Indian Female Directors Poised to Break Oscars Barriers
Indian film producer, screenwriter, and director Kiran Rao ©Justin Tallis/AFP

Kiran Rao’s “Lost Ladies” aims to challenge traditional narratives and bring Indian women’s stories to the forefront at the 2025 Oscars. The film marks a crucial moment in South Asian cinema, spotlighting underrepresented voices and empowering women through storytelling.

Despite Bollywood’s global popularity, the mammoth Hindi-language film industry has made barely a dent in the Academy Awards, with just 10 Indian Oscar wins since 1957. Kiran Rao hopes to change that with Lost Ladies, India’s official entry for Best International Film in 2025, which she says comes at a “special moment” for South Asian cinema, focusing on women’s stories. Only three Indian films have ever been nominated in this category, and none has won. The last entry to be nominated was the 2001 film Lagaan, where Rao was an assistant director, and the lead role was played by her ex-husband, Aamir Khan, who is also a producer of Lost Ladies.

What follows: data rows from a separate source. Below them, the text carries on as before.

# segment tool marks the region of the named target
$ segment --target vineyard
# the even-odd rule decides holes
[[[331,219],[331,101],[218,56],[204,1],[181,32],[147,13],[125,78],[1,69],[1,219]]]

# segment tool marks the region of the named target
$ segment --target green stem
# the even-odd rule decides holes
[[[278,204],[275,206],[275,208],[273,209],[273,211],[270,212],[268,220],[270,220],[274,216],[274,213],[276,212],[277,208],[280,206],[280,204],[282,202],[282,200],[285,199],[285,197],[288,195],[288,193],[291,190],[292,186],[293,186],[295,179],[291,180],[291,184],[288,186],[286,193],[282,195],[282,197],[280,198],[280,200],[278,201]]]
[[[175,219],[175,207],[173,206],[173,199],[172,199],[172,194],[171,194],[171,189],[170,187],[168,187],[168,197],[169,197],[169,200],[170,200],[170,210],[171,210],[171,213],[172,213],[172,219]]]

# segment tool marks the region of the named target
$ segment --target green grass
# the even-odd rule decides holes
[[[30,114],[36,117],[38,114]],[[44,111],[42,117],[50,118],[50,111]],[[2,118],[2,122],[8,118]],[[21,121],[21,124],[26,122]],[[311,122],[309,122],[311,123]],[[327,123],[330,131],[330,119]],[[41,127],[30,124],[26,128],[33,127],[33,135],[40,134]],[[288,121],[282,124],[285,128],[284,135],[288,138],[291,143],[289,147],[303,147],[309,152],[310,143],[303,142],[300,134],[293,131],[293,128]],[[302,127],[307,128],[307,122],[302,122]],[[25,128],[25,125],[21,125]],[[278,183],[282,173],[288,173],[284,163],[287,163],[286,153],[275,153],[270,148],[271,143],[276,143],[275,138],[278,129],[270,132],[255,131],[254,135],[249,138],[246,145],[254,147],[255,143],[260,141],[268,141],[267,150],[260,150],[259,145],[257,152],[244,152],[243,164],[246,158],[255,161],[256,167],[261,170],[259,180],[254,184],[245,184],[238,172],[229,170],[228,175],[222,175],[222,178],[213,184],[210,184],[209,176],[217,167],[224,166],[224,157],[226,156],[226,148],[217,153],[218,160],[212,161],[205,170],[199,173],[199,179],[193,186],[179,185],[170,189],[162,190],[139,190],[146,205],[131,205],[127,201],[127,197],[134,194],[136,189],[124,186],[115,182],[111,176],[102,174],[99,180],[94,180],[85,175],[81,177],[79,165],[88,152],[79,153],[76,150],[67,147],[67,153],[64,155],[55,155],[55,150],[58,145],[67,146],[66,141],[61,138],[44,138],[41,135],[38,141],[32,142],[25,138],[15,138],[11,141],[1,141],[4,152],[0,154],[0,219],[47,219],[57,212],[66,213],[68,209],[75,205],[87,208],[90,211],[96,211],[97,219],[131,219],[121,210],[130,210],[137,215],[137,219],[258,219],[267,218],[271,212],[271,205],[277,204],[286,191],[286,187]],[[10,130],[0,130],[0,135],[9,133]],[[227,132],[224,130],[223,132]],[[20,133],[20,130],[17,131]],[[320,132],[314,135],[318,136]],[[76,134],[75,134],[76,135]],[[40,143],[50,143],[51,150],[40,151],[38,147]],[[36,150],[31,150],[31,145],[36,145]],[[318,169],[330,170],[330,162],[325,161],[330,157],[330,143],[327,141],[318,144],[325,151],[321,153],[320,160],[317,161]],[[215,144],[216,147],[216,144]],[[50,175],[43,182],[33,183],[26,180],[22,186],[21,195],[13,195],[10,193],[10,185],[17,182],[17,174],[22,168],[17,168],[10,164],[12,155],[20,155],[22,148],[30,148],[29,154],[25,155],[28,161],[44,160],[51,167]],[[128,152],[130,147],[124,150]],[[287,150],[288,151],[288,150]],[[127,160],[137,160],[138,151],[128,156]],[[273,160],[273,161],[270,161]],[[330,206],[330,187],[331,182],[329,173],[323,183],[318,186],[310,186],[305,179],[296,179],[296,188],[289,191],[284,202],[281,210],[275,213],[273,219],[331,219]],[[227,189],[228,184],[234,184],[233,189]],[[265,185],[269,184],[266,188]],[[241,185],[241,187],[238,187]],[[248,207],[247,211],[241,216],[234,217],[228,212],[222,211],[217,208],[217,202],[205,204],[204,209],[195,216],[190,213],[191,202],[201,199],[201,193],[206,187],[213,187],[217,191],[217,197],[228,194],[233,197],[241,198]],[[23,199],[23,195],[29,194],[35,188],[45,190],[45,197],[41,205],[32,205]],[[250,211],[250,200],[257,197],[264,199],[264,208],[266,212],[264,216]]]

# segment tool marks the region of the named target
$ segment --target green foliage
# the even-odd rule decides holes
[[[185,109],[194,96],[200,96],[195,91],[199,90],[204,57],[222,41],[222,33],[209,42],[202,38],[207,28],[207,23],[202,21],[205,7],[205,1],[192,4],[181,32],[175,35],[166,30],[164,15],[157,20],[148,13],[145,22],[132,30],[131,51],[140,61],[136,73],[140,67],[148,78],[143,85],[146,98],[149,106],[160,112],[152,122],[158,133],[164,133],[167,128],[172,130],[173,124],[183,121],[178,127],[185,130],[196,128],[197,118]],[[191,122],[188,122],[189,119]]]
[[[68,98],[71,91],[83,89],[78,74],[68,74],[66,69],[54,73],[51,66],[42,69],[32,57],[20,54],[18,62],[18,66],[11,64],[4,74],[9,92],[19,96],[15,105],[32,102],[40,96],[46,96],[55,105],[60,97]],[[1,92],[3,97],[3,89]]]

“We’ve seen a lot more participation from Asia at the Oscars,” Rao told AFP in London, citing triumphs for South Korea’s Parasite and Malaysian actor Michelle Yeoh’s Best Actress win for Everything Everywhere All at Once. However, South Asian films “haven’t seen as much in terms of representation at the Oscars.” Rao believes South Asian cinema has a wealth of stories and styles to offer the world.

Lost Ladies (“Laapataa Ladies” in Hindi) tells the story of two young women in rural India who are mistakenly swapped by their newlywed husbands while wearing similar face-covering veils. The film uses humor to explore how both women, and the families they accidentally join, navigate conservative norms and question their views on marriage and womanhood.

The film’s fresh take on a comedy-of-errors plot—a popular trope in Indian cinema—follows the women’s journey “not just toward getting back home, but toward finding themselves, their purpose, and their voice,” explained Rao.

While generating attention among Academy members, Rao also aims to use Lost Ladies for social outreach in rural India. Since its release, she has shown the film to “communities where women perhaps need new ideas, solutions, and encouragement” and where “women might not otherwise be able to go to cinemas.”

“Storytelling can open that little window of perception, change very old mindsets with just a small question or decision,” said Rao.

The film addresses patriarchal issues “in a way that’s gentle and inclusive and doesn’t necessarily pass judgment on women’s decisions or how they’ve chosen—or been forced—to live their lives,” she added.

While focusing on the challenges and pockets of hope for women in small-town India, the story “touches upon issues that affect women everywhere,” she said. “Issues of agency, identity, and women’s daily struggles and triumphs.”

Some of these struggles reflect Rao’s own life. “Despite being halfway across the world, we still find women underrepresented in most industries, especially in decision-making roles,” she said. Women directors have historically been overlooked at the Oscars, which has faced strong criticism over the last decade for its lack of diversity. Only three women have won the Best Director category, and less than two percent of all Oscar nominees have been women of color, according to research by the University of Southern California’s Annenberg School for Journalism.

India’s Oscar entries for Best International Film have included fewer than a dozen women directors over the last seven decades. “I think women’s stories need to be seen more, and women directors need a lot more encouragement,” said Rao.

The selection of Lost Ladies comes as another Indian film - Payal Kapadia’s Malayalam-language All We Imagine as Light, about two nurses who forge an intergenerational friendship while working in Mumbai - won the Grand Prix at the Cannes Film Festival. The UK’s entry for the same Oscar category, Santosh, is a Hindi drama by British-Indian director Sandhya Suri, about a widow who takes on her late husband’s role as a police constable in rural north India.

“It’s great that in this Oscar race, Britain is represented by Sandhya Suri, another woman of South Asian origin. Payal Kapadia will also be in the running after winning at Cannes,” said Rao. “It’s a special moment for women from India. Finally, our time has come, and I hope it’s the start of a wave of many more stories from India by women,” she said. “We’ve been quiet for far too long.”